Superbonus, ancora problemi: a rischio il rifinanziamento?

Rifinanziamento da decidere dopo le elezioni, ma intanto i crediti superano sempre di più le coperture

Non smette di crescere la quota di investimenti ammessi alla detrazione del Superbonus 110%. L’Enea, l’istituto incaricato di verificare la correttezza delle pratiche, ha registrato che al 31 luglio il totale è risultato di 39,75 miliardi di euro. A giugno erano 35,2 miliardi. Per lo Stato italiano significa erogare crediti per 43,72 miliardi contro i 38,7 del mese precedente.

Cos’è il Superbonus

Istituito dal decreto Rilancio emanato dal governo Conte il 19 maggio 2020 con l’intento di rilanciare l’edilizia durante la pandemia da coronavirus, la misura promette al cittadino il rimborso fino al 110% dei lavori per la riqualificazione energetica degli immobili. La materia è stata ripresa nel dl Aiuti con importanti novità.

Superbonus, i dati Enea di luglio

Dall’entrata in vigore e fino alla fine del mese scorso ad usufruire della misura sono stati 33.318 condomìni, che complessivamente hanno stimato una spesa totale di 19,38 miliardi di euro. Finora è stato realizzato il 66,7% dei lavori, pari a circa 12,92 miliardi.

Molti di più gli edifici unifamiliari interessati. Si contano 121.925 asseverazioni che equivalgono a 13,72 miliardi di investimenti. Di questi ne sono stati conclusi il 73,4% per 10,07 miliardi.

Infine le asseverazioni che riguardano unità immobiliari funzionalmente indipendenti sono 68.703, pari a un totale di 6,63 miliardi, di cui il 77,8% già conclusi per 5,16 miliardi.

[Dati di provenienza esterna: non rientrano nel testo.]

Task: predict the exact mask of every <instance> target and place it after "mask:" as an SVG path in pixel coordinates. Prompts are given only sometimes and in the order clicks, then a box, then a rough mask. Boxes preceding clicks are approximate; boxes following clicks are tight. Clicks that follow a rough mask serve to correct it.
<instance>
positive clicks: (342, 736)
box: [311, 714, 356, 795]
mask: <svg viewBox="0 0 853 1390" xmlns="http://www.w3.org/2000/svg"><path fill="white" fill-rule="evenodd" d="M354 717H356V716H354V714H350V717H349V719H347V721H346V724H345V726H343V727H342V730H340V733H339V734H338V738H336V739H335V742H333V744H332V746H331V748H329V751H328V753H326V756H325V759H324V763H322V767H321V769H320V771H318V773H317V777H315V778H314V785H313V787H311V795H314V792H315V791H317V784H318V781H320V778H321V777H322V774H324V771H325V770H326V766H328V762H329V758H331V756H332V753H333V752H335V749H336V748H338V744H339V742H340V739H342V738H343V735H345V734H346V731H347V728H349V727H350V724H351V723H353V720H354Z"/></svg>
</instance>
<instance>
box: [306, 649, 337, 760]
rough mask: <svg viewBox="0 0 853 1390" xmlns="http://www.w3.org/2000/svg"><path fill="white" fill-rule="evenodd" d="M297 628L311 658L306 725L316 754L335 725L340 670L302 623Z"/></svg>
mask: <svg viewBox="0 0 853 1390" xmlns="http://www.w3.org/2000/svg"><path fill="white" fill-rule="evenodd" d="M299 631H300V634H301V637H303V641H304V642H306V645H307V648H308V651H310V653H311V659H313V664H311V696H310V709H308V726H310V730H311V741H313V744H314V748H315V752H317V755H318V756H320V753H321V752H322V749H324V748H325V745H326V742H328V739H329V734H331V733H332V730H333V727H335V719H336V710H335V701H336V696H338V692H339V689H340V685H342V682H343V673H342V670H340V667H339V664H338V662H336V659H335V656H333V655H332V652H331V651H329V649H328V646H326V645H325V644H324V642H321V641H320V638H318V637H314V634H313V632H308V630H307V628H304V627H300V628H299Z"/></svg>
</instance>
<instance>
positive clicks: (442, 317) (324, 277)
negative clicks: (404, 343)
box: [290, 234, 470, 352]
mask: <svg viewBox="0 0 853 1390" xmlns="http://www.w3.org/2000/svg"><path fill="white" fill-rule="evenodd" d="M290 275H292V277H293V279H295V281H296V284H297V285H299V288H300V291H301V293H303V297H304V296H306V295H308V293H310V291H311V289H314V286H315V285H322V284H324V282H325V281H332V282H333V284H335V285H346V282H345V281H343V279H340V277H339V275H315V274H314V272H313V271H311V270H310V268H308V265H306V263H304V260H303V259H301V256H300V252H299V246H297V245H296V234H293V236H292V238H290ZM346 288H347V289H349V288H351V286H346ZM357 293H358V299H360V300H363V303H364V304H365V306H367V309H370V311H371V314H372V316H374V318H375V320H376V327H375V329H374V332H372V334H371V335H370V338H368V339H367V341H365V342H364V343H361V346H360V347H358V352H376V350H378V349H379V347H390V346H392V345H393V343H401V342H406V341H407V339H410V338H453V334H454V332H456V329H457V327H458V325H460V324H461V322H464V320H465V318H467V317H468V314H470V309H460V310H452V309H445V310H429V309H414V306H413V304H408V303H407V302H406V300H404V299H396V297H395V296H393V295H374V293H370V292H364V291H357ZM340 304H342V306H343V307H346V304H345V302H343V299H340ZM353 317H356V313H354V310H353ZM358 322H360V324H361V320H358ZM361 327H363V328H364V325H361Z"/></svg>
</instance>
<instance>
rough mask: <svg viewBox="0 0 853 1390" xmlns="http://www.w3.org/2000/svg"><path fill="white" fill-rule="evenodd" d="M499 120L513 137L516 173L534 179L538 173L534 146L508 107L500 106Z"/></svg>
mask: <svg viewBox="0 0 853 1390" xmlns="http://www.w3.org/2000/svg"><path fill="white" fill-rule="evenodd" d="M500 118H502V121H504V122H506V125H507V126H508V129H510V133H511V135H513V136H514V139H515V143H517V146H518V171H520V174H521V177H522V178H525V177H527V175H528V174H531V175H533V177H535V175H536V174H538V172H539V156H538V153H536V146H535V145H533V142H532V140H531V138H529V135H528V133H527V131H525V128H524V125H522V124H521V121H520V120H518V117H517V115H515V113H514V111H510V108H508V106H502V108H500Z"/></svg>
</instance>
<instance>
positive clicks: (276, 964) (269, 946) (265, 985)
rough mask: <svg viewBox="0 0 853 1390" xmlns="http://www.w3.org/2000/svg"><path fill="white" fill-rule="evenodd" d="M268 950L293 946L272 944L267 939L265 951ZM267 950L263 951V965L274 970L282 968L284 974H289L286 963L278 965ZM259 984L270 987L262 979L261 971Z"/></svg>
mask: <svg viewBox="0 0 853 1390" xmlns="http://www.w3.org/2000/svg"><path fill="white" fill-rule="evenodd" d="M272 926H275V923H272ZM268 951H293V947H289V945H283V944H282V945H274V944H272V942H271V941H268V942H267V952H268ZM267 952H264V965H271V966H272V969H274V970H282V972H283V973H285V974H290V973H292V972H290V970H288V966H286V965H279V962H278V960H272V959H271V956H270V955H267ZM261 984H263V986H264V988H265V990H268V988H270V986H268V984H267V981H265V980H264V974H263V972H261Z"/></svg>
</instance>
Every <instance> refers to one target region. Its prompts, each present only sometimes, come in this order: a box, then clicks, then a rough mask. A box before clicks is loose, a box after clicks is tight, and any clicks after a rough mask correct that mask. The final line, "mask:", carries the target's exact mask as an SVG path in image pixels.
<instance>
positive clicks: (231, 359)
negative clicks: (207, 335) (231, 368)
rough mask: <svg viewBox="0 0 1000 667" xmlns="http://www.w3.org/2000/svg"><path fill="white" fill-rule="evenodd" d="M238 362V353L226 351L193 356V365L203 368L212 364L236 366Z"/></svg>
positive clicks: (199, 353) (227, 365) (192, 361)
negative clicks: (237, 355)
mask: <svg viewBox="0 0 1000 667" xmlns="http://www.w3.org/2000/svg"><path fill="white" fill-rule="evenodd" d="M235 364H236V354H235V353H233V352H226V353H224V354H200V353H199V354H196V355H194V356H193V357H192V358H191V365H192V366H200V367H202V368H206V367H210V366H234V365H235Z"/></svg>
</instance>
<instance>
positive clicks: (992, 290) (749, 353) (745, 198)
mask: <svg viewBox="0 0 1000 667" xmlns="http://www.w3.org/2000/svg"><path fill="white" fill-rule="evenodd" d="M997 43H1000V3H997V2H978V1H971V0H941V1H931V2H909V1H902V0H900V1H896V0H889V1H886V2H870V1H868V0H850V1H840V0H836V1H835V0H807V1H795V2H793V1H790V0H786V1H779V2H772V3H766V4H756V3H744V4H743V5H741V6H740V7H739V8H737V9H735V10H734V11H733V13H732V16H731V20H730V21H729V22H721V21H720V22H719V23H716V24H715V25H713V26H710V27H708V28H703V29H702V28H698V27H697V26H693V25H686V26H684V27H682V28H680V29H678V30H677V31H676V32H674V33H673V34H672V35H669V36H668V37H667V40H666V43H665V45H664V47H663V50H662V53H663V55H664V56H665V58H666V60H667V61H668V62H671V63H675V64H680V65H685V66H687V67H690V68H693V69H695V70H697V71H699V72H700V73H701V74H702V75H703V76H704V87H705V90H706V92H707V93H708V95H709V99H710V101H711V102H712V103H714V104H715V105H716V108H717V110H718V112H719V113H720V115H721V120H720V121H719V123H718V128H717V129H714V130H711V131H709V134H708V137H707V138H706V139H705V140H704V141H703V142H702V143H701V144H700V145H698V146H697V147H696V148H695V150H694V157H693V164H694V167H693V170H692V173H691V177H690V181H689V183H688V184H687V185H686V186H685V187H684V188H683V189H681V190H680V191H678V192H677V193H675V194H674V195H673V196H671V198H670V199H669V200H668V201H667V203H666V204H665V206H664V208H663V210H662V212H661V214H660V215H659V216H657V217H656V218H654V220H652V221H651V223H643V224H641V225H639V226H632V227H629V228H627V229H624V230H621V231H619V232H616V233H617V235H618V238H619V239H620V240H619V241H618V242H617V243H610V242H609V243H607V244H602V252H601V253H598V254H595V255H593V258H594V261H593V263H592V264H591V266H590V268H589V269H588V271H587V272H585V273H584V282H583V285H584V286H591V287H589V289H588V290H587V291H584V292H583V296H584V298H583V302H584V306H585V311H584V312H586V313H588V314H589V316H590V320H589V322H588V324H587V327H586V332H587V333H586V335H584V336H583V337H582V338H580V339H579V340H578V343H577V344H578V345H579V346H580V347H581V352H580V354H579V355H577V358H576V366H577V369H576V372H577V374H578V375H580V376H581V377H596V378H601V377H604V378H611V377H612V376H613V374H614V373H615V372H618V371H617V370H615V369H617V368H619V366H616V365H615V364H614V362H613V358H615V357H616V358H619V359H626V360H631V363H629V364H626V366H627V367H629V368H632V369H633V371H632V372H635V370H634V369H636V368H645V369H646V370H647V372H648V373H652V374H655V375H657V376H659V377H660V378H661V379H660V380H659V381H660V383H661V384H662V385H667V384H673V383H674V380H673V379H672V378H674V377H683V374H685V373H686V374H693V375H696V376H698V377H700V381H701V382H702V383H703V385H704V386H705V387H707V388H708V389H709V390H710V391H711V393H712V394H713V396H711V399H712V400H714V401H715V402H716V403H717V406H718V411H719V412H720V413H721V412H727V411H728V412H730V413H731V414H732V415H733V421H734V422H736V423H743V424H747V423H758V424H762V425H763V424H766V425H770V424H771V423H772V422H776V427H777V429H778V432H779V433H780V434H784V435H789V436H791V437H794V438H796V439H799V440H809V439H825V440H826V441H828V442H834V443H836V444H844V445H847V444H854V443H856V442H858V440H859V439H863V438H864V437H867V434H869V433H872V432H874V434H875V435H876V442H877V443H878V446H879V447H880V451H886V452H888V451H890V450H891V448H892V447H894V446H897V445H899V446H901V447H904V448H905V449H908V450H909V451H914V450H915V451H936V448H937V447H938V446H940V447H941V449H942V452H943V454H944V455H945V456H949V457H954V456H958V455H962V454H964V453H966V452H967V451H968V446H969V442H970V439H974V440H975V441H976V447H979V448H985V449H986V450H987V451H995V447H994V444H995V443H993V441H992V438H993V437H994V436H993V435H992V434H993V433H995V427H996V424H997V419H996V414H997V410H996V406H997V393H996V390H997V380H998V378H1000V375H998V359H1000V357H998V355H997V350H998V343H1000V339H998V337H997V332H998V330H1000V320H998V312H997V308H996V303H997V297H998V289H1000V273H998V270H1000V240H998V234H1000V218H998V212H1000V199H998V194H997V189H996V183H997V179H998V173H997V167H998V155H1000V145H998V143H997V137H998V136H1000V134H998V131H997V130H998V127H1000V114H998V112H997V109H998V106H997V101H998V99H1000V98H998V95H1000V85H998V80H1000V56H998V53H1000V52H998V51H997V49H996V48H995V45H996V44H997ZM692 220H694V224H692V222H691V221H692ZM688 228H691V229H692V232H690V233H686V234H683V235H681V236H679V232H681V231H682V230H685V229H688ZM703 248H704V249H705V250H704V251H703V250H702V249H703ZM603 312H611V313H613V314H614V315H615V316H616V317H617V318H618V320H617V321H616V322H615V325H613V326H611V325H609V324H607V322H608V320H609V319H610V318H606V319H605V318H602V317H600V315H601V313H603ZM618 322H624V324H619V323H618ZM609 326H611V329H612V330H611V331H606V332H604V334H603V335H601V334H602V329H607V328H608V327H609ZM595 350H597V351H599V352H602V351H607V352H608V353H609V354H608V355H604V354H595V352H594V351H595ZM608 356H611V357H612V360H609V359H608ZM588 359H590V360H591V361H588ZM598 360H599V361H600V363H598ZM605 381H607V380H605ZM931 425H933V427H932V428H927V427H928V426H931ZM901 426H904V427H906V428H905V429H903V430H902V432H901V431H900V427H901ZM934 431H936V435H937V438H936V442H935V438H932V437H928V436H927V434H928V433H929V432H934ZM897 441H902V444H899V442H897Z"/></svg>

Dal report mensile emergono anche gli investimenti medi: 581,7 mila euro per i condomini, 112,5 mila per gli edifici unifamiliari e 96,6 mila euro per le unità immobiliari funzionalmente indipendenti.

Il nodo del rifinanziamento

Il decreto Aiuti ha semplificato l’iter delle cessioni del credito, dopo lo stallo dei mesi scorsi. Le banche infatti avevano smesso di acquistare crediti. Adesso però il governo è in carica solo per gli affari correnti, quindi è improbabile che Palazzo Chigi si pronunci in merito rifinanziamento dell’agevolazione, la cui spesa ha già di molto ecceduto le previsione. Anche se lo stesso presidente del Consiglio Mario Draghi ha espresso chiaramente qual è il suo parere in merito alla misura.

Già dallo scorso mese di maggio il valore degli stanziamenti ammessi ha superato i 33,3 miliardi di stanziamento previsto dall’esecutivo. In piena campagna elettorale tuttavia è chiaro che la palla passerà al nuovo governo, che non entrerà in carica prima del 25 ottobre.

Superbonus, un caos normativo senza fine

Non ci sarebbe da stupirsi nel caso in cui il nuovo governo che uscirà dalle prossime elezioni politiche nazionali volesse intervenire di nuovo sulla disposizione di legge. Tuttavia proprio la modifica continua delle norme è uno dei principali ostacoli di imprenditori e contribuenti.

In particolare prima dell’estate il cambio delle regole sulla cessione del credito aveva portato al blocco del mercato. A questo si aggiungono altri due fattori chiave per comprendere gli effetti del provvedimento:

  • l’aumento dei materiali: l’eccesso di domanda e il rincaro delle materie prime ha contribuito a incrementare i prezzi, con il rischio di sforare dai preventivi e dai limiti di spesa
  • il costo del denaro, che ha inciso sia sull’entità delle somme ricavabili cedendo il credito sia sui costi dei finanziamenti ponte necessari a pagare i lavori nel periodo tra il loro inizio e l’incasso della cessione.